Again no damage. Froze/thawed 4 times. first time was horizontal and the was a barely noticeable bulge on one end, it disappeared when thawed, the next three times can remained perfect.

----------


## intothenew

I edited post #9.

----------


## Wildthang

I am glad I dont have to spend the winter with Sourdough in a cabin after eating all those beans! That would be a long winter :Scared:

----------


## Rick

ITN - I'm not certain if oyster seep is better than oyster snot or not. But I'd think both would be bad for you. I think I'd mark frozen oyster off the list.

----------


## intothenew

Yep, they went in the trash. A small consolation, but those oysters gave their life to science. 

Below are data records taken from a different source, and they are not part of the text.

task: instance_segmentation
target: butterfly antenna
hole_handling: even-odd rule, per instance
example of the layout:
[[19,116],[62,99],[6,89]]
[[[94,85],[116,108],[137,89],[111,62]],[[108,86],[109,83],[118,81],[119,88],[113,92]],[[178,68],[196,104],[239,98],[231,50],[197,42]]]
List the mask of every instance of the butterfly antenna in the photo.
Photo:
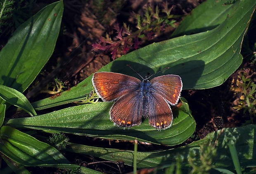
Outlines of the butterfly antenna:
[[128,64],[127,64],[127,65],[127,65],[127,66],[128,66],[129,67],[130,67],[130,69],[132,69],[132,70],[133,70],[133,71],[134,71],[134,72],[136,72],[136,73],[137,73],[137,74],[138,75],[139,75],[139,76],[140,76],[140,77],[141,77],[141,78],[142,78],[142,79],[144,79],[144,78],[143,78],[143,77],[142,77],[142,76],[141,76],[140,75],[140,74],[139,74],[139,73],[138,73],[138,72],[137,72],[137,71],[136,71],[135,70],[134,70],[134,69],[132,67],[131,67],[130,66],[130,65],[128,65]]
[[157,72],[156,72],[155,73],[151,75],[151,76],[149,76],[148,77],[147,77],[147,79],[148,79],[149,78],[151,77],[152,76],[153,76],[154,75],[155,75],[156,74],[157,74],[159,72],[161,72],[162,71],[164,71],[164,70],[167,70],[168,69],[169,69],[169,67],[166,67],[166,68],[165,68],[164,69],[163,69],[163,70],[160,70],[160,71],[158,71]]

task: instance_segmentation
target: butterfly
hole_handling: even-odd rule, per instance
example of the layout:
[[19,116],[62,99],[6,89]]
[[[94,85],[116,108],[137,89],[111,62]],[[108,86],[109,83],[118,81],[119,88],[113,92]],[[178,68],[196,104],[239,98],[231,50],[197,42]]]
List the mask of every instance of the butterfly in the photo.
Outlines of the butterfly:
[[173,119],[170,105],[177,104],[182,90],[180,77],[164,75],[149,81],[156,73],[145,78],[137,74],[142,81],[114,72],[93,74],[92,81],[98,95],[103,101],[116,101],[110,111],[110,120],[118,126],[131,127],[140,124],[143,117],[157,129],[169,128]]

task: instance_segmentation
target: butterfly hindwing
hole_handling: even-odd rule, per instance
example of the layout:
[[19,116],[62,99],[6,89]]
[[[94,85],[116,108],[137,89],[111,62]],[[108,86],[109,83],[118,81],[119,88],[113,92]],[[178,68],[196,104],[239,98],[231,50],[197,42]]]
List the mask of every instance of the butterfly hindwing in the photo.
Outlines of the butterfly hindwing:
[[110,119],[116,125],[126,127],[139,125],[143,114],[141,100],[135,91],[119,98],[110,110]]
[[149,124],[158,129],[169,128],[173,122],[173,114],[167,101],[158,93],[150,97],[149,111]]

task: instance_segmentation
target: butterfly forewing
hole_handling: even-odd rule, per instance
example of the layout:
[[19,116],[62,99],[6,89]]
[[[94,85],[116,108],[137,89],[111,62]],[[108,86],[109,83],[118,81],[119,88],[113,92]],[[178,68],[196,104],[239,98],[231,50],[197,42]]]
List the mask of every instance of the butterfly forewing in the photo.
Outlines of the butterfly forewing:
[[108,101],[134,91],[141,82],[135,77],[111,72],[95,72],[92,81],[97,94]]
[[159,94],[153,94],[151,97],[149,107],[149,122],[158,129],[169,128],[173,122],[173,114],[170,106]]
[[179,76],[165,75],[153,78],[150,81],[156,93],[174,105],[178,102],[182,90],[182,81]]
[[122,96],[111,108],[110,119],[123,127],[140,124],[143,114],[141,101],[136,91]]

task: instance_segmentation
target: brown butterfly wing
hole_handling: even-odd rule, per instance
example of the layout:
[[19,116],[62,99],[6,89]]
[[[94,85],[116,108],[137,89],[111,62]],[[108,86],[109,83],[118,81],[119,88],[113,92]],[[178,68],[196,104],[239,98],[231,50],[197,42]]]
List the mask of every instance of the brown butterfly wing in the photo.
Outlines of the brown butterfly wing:
[[165,75],[153,78],[150,82],[156,93],[159,94],[171,105],[177,104],[183,87],[180,76]]
[[104,101],[114,101],[137,89],[141,81],[135,77],[111,72],[93,74],[92,85],[97,94]]
[[173,122],[173,113],[167,101],[158,93],[150,97],[149,103],[149,122],[158,129],[169,128]]
[[143,114],[142,100],[137,90],[122,96],[113,105],[110,110],[110,119],[116,125],[130,127],[141,123]]

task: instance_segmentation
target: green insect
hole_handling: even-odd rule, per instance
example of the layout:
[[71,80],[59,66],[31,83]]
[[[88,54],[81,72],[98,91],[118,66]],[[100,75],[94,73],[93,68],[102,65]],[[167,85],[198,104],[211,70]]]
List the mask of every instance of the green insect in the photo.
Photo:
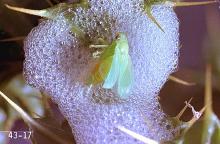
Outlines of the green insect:
[[104,89],[116,89],[126,98],[133,81],[132,62],[125,33],[118,33],[111,45],[105,46],[97,64],[89,75],[89,84],[102,83]]
[[157,22],[155,17],[151,13],[151,9],[153,5],[168,5],[172,7],[184,7],[184,6],[196,6],[196,5],[207,5],[211,3],[216,3],[216,0],[213,1],[203,1],[203,2],[180,2],[180,1],[172,1],[172,0],[144,0],[144,11],[147,16],[161,29],[163,32],[164,29]]

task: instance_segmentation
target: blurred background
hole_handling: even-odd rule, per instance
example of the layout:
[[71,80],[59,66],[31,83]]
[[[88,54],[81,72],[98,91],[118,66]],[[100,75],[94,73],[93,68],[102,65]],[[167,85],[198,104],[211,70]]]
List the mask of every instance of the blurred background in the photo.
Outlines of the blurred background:
[[[21,106],[29,115],[55,134],[74,142],[67,121],[56,104],[38,90],[28,86],[22,75],[24,60],[23,39],[37,26],[39,17],[14,12],[4,4],[43,9],[61,0],[0,0],[0,90]],[[180,57],[177,72],[173,75],[193,86],[168,81],[160,93],[160,103],[169,116],[177,115],[184,102],[193,98],[196,110],[204,106],[205,66],[213,69],[213,106],[220,116],[220,11],[218,4],[175,8],[180,22]],[[56,119],[54,118],[56,117]],[[187,110],[182,120],[187,121],[192,112]],[[2,98],[0,98],[0,130],[28,131],[29,127]],[[8,139],[8,132],[0,133],[0,144],[51,143],[34,130],[31,139]]]

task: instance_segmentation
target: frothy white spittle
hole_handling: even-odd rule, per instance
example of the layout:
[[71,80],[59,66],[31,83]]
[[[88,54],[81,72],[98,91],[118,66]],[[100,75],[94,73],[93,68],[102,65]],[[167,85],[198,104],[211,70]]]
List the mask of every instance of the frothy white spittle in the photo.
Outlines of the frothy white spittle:
[[111,41],[116,32],[127,34],[134,71],[129,99],[119,101],[111,91],[81,83],[90,70],[91,53],[69,33],[62,16],[43,21],[28,35],[24,43],[26,80],[58,103],[77,143],[141,143],[115,125],[154,140],[171,138],[156,96],[178,61],[179,24],[173,9],[152,9],[163,33],[143,12],[142,0],[91,0],[90,5],[88,10],[77,9],[73,21],[91,40]]

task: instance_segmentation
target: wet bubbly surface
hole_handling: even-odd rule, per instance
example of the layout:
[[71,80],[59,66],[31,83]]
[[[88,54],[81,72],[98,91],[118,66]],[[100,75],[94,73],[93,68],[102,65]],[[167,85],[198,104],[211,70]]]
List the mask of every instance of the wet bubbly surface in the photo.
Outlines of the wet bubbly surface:
[[90,40],[111,41],[116,32],[127,34],[134,73],[129,98],[120,100],[110,90],[82,83],[91,69],[91,53],[70,33],[62,14],[41,22],[26,38],[27,82],[59,105],[79,144],[141,143],[119,131],[118,125],[155,140],[171,138],[156,97],[178,62],[179,23],[173,9],[152,9],[163,33],[143,12],[142,0],[91,0],[90,5],[73,11],[73,22]]

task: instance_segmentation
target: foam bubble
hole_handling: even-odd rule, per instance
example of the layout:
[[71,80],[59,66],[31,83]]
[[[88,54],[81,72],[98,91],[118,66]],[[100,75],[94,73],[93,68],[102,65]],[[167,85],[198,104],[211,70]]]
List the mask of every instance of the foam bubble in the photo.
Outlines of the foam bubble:
[[179,24],[173,9],[152,9],[163,33],[143,12],[142,0],[91,0],[90,5],[88,10],[74,11],[73,18],[90,40],[111,41],[116,32],[127,34],[134,71],[130,97],[121,101],[109,90],[81,82],[89,70],[91,53],[69,33],[62,15],[41,22],[26,38],[26,80],[58,103],[77,143],[140,143],[117,125],[155,140],[170,139],[169,122],[156,96],[178,60]]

A moment of silence, please.

----------


## KhonHd

We are at the cabin this weekend for the annual ice harvest. This is our 3rd trip in since Christmas.  We had several trips in during the fall up to the first week of Christmas.  Some of the canned goods were here last winter as well.  This winter we have had cold spells as low as -38c.  None of the cans bulged or broke.  But, the "no name" cans are rusty from the condensation.

----------


## birdman6660

Great thread .. an author friend of mine has been off grid and in the bush since 1991 .. he has cans of everything from spaghetti sauce to Campbells soups .. the only thing he had go bad since 1995 from freezing was corned beef ... all other cans survived and was edible ...I have personally accidentally frozen many canned items .. nothing went bad .. i have had jars break but cans seem to do quite well ... all of the cans that were frozen were  NOT in a freeezer condition but in a back room where it simply got too cold .. Allan  (author buddy of  OPERATION PHOENIX ) left his bush container home last winter TO promote his book and everything froze solid and it all survived except the aforementioned corned beef .... keep me posted on the freezer results ...

----------


## KhonHd

Had some of the canned green beans, they were a bit busted up from the freezing but otherwise good.

----------